Plattsburgh had a great opportunity when the puck came to Ryan Craig in the slot and Jordan Gidaro was there to whack at the rebound a couple times. But BonDurant turned all three shots away, and he later denied Vick Schlueter on a breakaway in the final seconds of regulation.
The goalies were busy in the five-minute overtime period, as well.
"I think there were some real good chances both ways, and I think both teams worked real hard, especially rebounding off the disappointment from (Friday) night," Middlebury coach Bill Beaney said. "It was a good college hockey game. Lots of good things happened."
The Panthers rang a shot off the post while shorthanded in the first period, and the Cardinals sent a puck skipping through the crease in the middle of the second.
Plattsburgh went into the weekend averaging 4.67 goals per night, and Emery couldn't recall his team being shut out in back-to-back games in the past.

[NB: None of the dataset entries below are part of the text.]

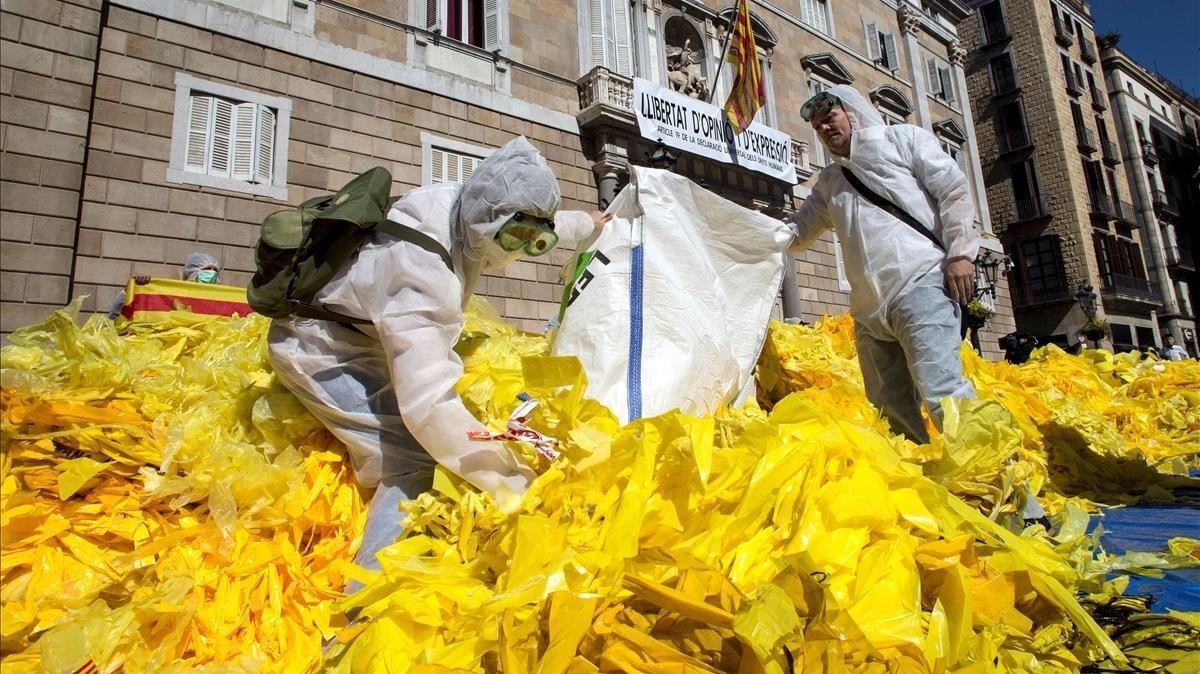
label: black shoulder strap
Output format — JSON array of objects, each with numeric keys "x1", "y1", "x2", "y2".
[
  {"x1": 840, "y1": 166, "x2": 946, "y2": 253},
  {"x1": 290, "y1": 219, "x2": 456, "y2": 327}
]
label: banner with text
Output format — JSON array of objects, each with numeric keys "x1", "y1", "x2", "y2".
[{"x1": 633, "y1": 78, "x2": 797, "y2": 184}]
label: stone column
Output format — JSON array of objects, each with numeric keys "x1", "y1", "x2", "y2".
[
  {"x1": 592, "y1": 158, "x2": 627, "y2": 210},
  {"x1": 898, "y1": 4, "x2": 932, "y2": 131},
  {"x1": 1113, "y1": 90, "x2": 1183, "y2": 343},
  {"x1": 949, "y1": 40, "x2": 992, "y2": 234}
]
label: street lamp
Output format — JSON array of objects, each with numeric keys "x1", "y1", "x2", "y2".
[
  {"x1": 965, "y1": 249, "x2": 1011, "y2": 353},
  {"x1": 1073, "y1": 282, "x2": 1097, "y2": 320},
  {"x1": 648, "y1": 141, "x2": 679, "y2": 171}
]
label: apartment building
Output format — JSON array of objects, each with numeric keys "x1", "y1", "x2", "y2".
[
  {"x1": 960, "y1": 0, "x2": 1166, "y2": 351},
  {"x1": 1, "y1": 0, "x2": 1010, "y2": 356},
  {"x1": 1100, "y1": 43, "x2": 1199, "y2": 357}
]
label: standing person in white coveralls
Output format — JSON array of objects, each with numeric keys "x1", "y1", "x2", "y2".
[
  {"x1": 268, "y1": 137, "x2": 609, "y2": 586},
  {"x1": 788, "y1": 85, "x2": 981, "y2": 444}
]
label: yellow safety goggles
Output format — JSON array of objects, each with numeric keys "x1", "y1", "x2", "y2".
[{"x1": 495, "y1": 212, "x2": 559, "y2": 256}]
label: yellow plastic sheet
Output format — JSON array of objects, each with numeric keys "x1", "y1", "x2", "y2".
[{"x1": 1, "y1": 300, "x2": 365, "y2": 673}]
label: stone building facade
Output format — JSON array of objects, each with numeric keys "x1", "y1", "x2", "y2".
[
  {"x1": 1100, "y1": 44, "x2": 1200, "y2": 357},
  {"x1": 961, "y1": 0, "x2": 1162, "y2": 351},
  {"x1": 2, "y1": 0, "x2": 1011, "y2": 358}
]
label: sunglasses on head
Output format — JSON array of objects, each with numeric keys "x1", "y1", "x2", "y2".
[
  {"x1": 801, "y1": 92, "x2": 841, "y2": 122},
  {"x1": 495, "y1": 212, "x2": 559, "y2": 256}
]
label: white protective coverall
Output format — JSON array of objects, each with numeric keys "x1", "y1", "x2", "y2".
[
  {"x1": 267, "y1": 137, "x2": 595, "y2": 577},
  {"x1": 789, "y1": 85, "x2": 982, "y2": 443}
]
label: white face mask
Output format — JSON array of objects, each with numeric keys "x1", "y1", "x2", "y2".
[{"x1": 481, "y1": 241, "x2": 524, "y2": 270}]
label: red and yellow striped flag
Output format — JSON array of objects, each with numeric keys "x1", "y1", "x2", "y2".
[
  {"x1": 723, "y1": 0, "x2": 765, "y2": 134},
  {"x1": 118, "y1": 278, "x2": 252, "y2": 324}
]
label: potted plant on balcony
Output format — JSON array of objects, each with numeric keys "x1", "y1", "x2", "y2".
[
  {"x1": 1080, "y1": 318, "x2": 1110, "y2": 343},
  {"x1": 964, "y1": 298, "x2": 994, "y2": 330}
]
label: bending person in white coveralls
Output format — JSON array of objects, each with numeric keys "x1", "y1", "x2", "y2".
[
  {"x1": 788, "y1": 85, "x2": 981, "y2": 444},
  {"x1": 268, "y1": 137, "x2": 609, "y2": 585}
]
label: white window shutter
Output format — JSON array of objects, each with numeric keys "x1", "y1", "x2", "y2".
[
  {"x1": 462, "y1": 155, "x2": 480, "y2": 181},
  {"x1": 232, "y1": 102, "x2": 256, "y2": 182},
  {"x1": 210, "y1": 98, "x2": 234, "y2": 178},
  {"x1": 431, "y1": 147, "x2": 446, "y2": 184},
  {"x1": 185, "y1": 95, "x2": 212, "y2": 173},
  {"x1": 256, "y1": 106, "x2": 275, "y2": 183},
  {"x1": 446, "y1": 152, "x2": 461, "y2": 183},
  {"x1": 883, "y1": 33, "x2": 898, "y2": 71},
  {"x1": 588, "y1": 0, "x2": 606, "y2": 70},
  {"x1": 926, "y1": 59, "x2": 941, "y2": 97},
  {"x1": 613, "y1": 0, "x2": 632, "y2": 76},
  {"x1": 482, "y1": 0, "x2": 502, "y2": 52},
  {"x1": 864, "y1": 21, "x2": 880, "y2": 62}
]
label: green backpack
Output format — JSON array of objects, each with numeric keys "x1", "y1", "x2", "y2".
[{"x1": 248, "y1": 166, "x2": 454, "y2": 325}]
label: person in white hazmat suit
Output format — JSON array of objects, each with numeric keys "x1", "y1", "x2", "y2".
[
  {"x1": 267, "y1": 137, "x2": 608, "y2": 584},
  {"x1": 788, "y1": 85, "x2": 981, "y2": 444}
]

"Plattsburgh teams of late have had the characteristics of not having a lot of goal scoring, and I just hope this team isn't like one of those teams," Emery said. "We stress defense, but if we score goals at the pace we scored these last couple games, we're going to really have to really stress defensive hockey."
The Cardinals lost to the top-ranked team in Division III, Norwich, Friday before taking on the 11th-ranked Panthers.

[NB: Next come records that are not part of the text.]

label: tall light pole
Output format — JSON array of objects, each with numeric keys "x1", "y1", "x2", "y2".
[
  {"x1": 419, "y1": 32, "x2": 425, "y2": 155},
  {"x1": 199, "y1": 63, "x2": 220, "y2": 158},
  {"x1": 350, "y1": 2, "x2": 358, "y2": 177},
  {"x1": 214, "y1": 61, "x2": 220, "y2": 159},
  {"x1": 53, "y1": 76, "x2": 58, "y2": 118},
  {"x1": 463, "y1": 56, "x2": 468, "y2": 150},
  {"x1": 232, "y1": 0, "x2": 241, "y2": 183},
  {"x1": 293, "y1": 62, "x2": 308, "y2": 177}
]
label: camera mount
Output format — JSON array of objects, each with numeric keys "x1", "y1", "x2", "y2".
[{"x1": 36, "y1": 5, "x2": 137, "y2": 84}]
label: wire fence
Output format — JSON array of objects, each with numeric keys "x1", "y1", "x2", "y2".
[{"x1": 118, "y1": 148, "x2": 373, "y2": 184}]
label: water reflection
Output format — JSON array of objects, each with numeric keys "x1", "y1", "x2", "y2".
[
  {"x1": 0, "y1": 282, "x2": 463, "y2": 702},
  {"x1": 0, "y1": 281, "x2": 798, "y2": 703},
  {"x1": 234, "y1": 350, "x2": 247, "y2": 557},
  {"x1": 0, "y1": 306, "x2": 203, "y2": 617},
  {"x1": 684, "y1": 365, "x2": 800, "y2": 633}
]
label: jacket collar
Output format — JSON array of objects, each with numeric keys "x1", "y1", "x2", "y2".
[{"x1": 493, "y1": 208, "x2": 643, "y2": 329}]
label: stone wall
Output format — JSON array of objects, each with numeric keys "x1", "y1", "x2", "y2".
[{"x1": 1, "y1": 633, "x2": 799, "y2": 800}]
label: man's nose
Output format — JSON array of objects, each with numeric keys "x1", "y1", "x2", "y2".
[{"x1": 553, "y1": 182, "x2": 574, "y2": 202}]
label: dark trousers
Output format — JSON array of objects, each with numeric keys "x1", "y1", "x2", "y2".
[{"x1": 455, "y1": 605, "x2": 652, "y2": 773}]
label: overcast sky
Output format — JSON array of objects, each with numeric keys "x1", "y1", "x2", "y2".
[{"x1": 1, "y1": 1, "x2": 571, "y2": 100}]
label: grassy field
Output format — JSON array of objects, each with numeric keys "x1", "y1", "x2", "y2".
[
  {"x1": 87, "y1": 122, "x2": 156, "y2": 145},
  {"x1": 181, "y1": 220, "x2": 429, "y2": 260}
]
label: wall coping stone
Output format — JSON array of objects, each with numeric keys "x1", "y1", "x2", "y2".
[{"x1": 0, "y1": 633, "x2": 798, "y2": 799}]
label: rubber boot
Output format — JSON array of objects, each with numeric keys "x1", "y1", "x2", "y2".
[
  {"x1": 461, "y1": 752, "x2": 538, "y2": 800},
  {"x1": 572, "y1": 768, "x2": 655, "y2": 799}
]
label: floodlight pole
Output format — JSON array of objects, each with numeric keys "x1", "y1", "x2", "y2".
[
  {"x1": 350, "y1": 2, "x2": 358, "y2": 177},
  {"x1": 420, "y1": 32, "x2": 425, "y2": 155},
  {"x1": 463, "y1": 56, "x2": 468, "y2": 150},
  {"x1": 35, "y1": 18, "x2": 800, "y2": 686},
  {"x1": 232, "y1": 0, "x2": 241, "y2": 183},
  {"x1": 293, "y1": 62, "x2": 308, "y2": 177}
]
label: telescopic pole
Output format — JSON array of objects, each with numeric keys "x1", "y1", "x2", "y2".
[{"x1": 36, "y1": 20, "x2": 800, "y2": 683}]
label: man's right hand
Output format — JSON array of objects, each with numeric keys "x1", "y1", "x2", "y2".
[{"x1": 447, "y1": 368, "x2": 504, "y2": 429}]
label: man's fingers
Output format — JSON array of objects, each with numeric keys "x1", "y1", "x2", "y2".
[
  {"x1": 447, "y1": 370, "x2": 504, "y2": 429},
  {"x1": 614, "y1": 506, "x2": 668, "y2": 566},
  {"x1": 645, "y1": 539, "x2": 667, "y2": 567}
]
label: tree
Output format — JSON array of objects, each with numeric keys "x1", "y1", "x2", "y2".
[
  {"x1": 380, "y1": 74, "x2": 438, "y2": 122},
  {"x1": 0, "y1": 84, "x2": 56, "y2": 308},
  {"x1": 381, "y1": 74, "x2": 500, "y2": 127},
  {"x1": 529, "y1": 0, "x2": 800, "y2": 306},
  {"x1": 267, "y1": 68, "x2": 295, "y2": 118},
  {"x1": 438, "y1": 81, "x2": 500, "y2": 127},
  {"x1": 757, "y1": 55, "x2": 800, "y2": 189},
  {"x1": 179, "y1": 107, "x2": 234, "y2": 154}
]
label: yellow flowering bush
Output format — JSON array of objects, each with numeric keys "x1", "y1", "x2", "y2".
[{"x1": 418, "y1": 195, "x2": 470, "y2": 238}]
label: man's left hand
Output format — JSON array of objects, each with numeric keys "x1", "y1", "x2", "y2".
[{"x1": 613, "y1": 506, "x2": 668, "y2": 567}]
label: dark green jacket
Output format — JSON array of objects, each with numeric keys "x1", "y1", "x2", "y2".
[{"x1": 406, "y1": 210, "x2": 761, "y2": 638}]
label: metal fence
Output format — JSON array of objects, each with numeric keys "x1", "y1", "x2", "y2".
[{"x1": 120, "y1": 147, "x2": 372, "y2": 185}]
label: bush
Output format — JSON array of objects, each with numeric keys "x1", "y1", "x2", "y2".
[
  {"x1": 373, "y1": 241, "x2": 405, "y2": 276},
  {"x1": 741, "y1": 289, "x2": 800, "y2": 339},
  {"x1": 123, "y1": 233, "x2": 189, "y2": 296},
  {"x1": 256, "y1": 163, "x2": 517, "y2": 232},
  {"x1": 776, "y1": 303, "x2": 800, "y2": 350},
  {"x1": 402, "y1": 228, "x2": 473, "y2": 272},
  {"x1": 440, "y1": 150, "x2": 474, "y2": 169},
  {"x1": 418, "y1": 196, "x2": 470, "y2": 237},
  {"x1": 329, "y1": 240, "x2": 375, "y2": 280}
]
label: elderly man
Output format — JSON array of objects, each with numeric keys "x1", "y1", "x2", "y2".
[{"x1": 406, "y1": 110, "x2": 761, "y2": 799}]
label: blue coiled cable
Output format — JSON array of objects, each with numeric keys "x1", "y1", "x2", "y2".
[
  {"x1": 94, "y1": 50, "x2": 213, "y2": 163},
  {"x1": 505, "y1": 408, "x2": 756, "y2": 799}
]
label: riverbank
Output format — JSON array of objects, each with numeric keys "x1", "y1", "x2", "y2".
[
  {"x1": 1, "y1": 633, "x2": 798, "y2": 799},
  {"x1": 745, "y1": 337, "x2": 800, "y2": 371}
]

"Well, it was our two toughest games of the year, no doubt about it," Emery said. "We learned a lot about ourselves playing those two teams. Those two teams are going to be playing in March, and we have to find ways to beat those teams, no doubt."
After No. 10 Elmira (5-3) struck 41 seconds into the championship game, Norwich tallied three straight power-play goals to take the lead for good. Doug Lindensmith tied it at 13:05 of the first, and Pier-Olivier Cotnoir scored twice in the final five minutes of the period.
The Soaring Eagles got within one late in the first, but Kyle Thomas put it back to two in the third before Corey Hale added an empty-netter.
Cotnoir was named the tournament's MVP.